De Wmo is een andere wet. Deze gaat niet uit van `ik heb wat, krijg ik wat’, maar van het idee, dat mensen moeten kunnen meedoen in de samenleving (familie en vrienden ontmoeten, lid zijn van een vereniging, vrijwilligerswerk doen, je huishouding doen, je in en om je huis verplaatsen en binnen een bepaalde straal van A naar B te kunnen gaan). Niet de ergonomische beperkingen is de norm, maar je `participatie’.
De Wmo verplicht de gemeenten om participatie voor kwetsbare burgers mogelijk te maken. De gemeente moet maatwerk leveren, d.w.z de gekozen oplossingen moet passen bij de aanvrager en de situatie. Niet alleen de beperking staat centraal maar ook de context waarin de beperking ervaren wordt. Dit betekent ook dat een vergelijkbare vraag tot een ander uitkomst (resultaat) kan leiden; de ene mens is immers de andere niet. Bij het bepalen van de voorziening dient rekening te worden gehouden met de persoonskenmerken en de behoeften van de aanvrager, alsmede met de capaciteit van de aanvrager om uit oogpunt van kosten zelf in de maatregelen te voorzien.
Om maatwerk te leveren is grote verscheidenheid van compenserende maatregelen mogelijk, dit vraagt om vernieuwing van het aanbod.
De gemeente moet aangeven (motiveren) waarom de gekozen oplossing de beste is en hoe deze bijdraagt aan de zelfredzaamheid en maatschappelijke participatie van de burger. De gemeente moet daarbij uitgaan van het compensatiebeginsel.
Hiervoor moet de gemeente de systematiek van het ICF (International Classification of Functions , Disabillities and Health) gebruiken om het participatieverlies op te sporen. De gemeente moet voorzieningen treffen op 4 gebieden:
De uitkomst kan een voorziening zijn, maar dat is niet altijd noodzakelijk. Het gaat er om, dat het (participatie) probleem wordt opgelost, denk hierbij ook aan eigen kracht en wijkgerichte ondersteuning.
Bij een nieuwe aanvraag, of sterk gewijzigde omstandigheden, kan een consulent van de gemeente op huisbezoek gaan bij de burger of een gesprek voeren in de spreekkamer een gesprek van mens tot mens, waarin de belangrijke onderwerpen op tafel komen.

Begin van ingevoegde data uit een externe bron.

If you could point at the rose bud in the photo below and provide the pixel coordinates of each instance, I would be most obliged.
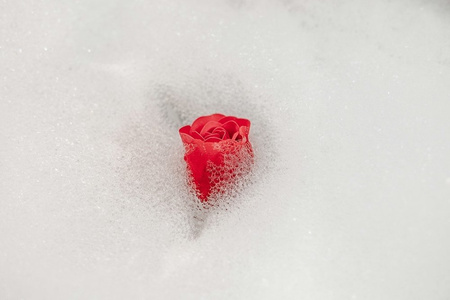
(217, 153)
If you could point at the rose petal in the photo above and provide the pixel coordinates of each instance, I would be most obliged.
(198, 124)
(196, 135)
(208, 126)
(212, 139)
(226, 119)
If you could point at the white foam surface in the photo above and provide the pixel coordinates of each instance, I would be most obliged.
(350, 109)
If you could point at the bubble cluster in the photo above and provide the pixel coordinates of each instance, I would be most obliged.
(345, 197)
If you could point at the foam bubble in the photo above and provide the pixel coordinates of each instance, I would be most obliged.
(348, 193)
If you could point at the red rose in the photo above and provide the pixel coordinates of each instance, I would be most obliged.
(217, 152)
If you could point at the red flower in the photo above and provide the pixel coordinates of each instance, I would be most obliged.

De burger kan zich aanmelden voor een gesprek (het gaat hier om een aanmelding en dus niet meer om een aanvraag). Na het gesprek kan, als dat nodig mocht zijn, een aanvraag voor een individuele voorziening worden ingediend.
Het is de bedoeling dat de gemeente met de burger in (keukentafel)gesprek gaat om mogelijkheden en problemen in kaart te brengen en overeenstemming te bereiken over te bereiken resultaten. Het gaat om de vraag achter de vraag.
Dit gesprek kent drie belangrijke elementen:
Inventarisatie van de problemen: op welke terreinen ervaart de burger problemen?
Zelfredzaamheid: voeren van een huishouding, verplaatsen in en om de woning, lokaal verplaatsen per vervoermiddel en naar een andere stad kunnen reizen;
Mensen ontmoeten en contacten kunnen onderhouden: bij familie of vrienden op bezoek, vrijwilligerswerk kunnen doen, een kerkdienst of moskee kunnen bezoeken, een hobby uitoefenen, een sport kunnen beoefenen, deelnemen aan een sociale activiteit en een scholing of cursus kunnen volgen.
Dit verslag kan de basis vormen voor een aanvraag of de ingevulde aanvraag zijn, als een voorziening noodzakelijk is. De aanvraag leidt tot een beschikking, waarop bezwaar en beroep mogelijk is.
De uitkomst kan dus zijn, dat geen aanvraag wordt ingediend, omdat de gesignaleerde problemen op een andere manier (1,2,3) kunnen worden opgelost.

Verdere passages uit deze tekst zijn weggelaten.